Design for Scalability


Common Techniques

Server Farm (real time access)
  • If there is a large number of independent (potentially concurrent) request, then you can use a server farm which is basically a set of identically configured machine, frontend by a load balancer.
  • The application itself need to be stateless so the request can be dispatched purely based on load conditions and not other factors.
  • This strategy is even more effective when combining with Cloud computing as adding more VM instances into the farm is just an API call.
Data Partitioning
  • Spread your data into multiple DB so that data access workload can be distributed across multiple servers
  • By nature, data is stateful. So there must be a deterministic mechanism to dispatch data request to the server that host the data
  • Data partitioning mechanism also need to take into considerations the data access pattern. Data that need to be accessed together should be staying in the same server. A more sophisticated approach can migrate data continuously according to data access pattern shift.
Map / Reduce (Batch Parallel Processing)
  • The algorithm itself need to be parallelizable. This usually mean the steps of execution should be relatively independent of each other.
  • Google's Map/Reduce is a good framework for this model. There is also an open source Java framework Hadoop as well.
Content Delivery Network (Static Cache)
  • This is common for static media content. The idea is to create many copies of contents that are distributed geographically across servers.
  • User request will be routed to the server replica with close proxmity
Cache Engine (Dynamic Cache)
  • This is typically implemented as a lookup cache.

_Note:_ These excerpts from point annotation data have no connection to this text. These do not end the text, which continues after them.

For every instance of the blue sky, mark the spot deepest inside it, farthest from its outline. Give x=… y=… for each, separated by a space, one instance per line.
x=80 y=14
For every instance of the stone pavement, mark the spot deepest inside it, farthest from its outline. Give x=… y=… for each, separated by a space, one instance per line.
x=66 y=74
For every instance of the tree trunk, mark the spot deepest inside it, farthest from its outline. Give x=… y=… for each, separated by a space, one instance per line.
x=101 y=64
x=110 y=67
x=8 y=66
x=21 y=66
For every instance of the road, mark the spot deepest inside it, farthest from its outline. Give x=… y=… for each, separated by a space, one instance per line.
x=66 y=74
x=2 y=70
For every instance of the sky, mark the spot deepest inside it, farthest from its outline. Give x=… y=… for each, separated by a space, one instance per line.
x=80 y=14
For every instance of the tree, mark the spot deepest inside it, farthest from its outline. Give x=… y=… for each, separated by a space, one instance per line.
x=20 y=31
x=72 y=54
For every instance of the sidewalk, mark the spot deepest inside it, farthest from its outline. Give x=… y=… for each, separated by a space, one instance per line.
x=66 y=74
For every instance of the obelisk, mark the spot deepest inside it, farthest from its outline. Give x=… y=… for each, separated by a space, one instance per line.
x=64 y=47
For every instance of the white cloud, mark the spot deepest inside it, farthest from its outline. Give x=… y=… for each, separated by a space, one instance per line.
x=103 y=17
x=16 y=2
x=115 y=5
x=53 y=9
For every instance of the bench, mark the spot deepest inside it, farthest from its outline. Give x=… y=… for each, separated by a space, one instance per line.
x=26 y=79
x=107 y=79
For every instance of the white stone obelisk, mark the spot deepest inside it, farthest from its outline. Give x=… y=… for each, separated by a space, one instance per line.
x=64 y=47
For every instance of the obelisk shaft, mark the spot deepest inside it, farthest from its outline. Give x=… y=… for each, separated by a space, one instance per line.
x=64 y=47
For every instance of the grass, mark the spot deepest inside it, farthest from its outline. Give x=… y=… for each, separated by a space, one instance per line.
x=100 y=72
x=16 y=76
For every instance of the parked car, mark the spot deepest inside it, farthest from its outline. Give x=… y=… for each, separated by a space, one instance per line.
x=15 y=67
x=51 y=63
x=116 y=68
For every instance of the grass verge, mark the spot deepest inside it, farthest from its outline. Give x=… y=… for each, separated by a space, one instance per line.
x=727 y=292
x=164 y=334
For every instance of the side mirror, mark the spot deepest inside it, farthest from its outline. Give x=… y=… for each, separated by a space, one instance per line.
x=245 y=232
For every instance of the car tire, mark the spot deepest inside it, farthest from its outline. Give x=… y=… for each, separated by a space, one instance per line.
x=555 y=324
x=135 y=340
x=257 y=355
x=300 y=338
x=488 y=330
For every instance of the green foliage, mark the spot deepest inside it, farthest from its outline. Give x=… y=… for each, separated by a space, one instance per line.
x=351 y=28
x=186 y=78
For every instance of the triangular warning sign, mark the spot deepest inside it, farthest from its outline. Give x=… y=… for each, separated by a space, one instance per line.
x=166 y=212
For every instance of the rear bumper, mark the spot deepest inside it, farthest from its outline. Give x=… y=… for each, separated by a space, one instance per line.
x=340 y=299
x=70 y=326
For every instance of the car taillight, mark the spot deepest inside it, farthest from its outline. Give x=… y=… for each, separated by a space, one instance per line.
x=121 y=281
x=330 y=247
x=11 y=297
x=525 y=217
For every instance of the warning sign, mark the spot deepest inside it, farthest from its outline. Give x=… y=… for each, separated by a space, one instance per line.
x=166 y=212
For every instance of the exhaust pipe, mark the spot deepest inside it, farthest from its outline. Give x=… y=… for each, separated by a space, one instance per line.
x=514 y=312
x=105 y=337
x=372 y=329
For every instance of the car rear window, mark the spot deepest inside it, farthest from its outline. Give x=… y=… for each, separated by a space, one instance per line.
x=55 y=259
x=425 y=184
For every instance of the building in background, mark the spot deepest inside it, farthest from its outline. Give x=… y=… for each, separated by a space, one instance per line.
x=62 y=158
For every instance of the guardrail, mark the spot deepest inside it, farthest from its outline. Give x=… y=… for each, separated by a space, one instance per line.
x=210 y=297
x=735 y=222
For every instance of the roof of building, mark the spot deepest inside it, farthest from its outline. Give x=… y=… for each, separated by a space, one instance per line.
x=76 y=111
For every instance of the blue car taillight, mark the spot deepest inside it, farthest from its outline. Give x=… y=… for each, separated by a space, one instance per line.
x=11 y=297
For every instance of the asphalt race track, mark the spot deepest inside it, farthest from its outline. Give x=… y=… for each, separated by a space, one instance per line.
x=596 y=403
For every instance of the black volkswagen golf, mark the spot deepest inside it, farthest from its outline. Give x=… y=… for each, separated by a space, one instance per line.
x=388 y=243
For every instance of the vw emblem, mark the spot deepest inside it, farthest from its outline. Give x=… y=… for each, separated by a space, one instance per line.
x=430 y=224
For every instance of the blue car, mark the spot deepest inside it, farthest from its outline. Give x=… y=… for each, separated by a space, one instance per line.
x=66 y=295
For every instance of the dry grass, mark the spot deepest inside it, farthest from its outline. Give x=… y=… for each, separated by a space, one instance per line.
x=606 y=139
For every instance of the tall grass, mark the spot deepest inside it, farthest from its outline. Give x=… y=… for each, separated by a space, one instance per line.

  • Memcached and EHCache are some of the popular caching packages
Resources Pool
  • DBSession and TCP connection are expensive to create, so reuse them across multiple requests
Asynchronous Processing
  • The service call in this example is better handled using an asynchronous processing model. This is typically done in 2 ways: Callback and Polling
  • In callback mode, the caller need to provide a response handler when making the call. Some kind of co-ordination may be required between the calling thread and the callback thread.
  • In polling mode, the call itself will return a "future" handle immediately. The caller can go off doing other things and later poll the "future" handle to see if the response if ready. In this model, there is no extra thread being created so no extra thread co-ordination is needed.
Implementation design considerations
  • Use efficient algorithms and data structure. Analyze the time (CPU) and space (memory) complexity for logic that are execute frequently (ie: hot spots). For example, carefully decide if hash table or binary tree should be use for lookup.
  • Analyze your concurrent access scenarios when multiple threads accessing shared data. Carefully analyze the synchronization scenario and make sure the locking is fine-grain enough. Also watch for any possibility of deadlock situation and how you detect or prevent them. Also consider using Lock-Free data structure (e.g. Java's Concurrent Package have a couple of them)
  • Analyze the memory usage patterns in your logic. Determine where new objects are created and where they are eligible for garbage collection. Be aware of the creation of a lot of short-lived temporary objects as they will put a high load on the Garbage Collector.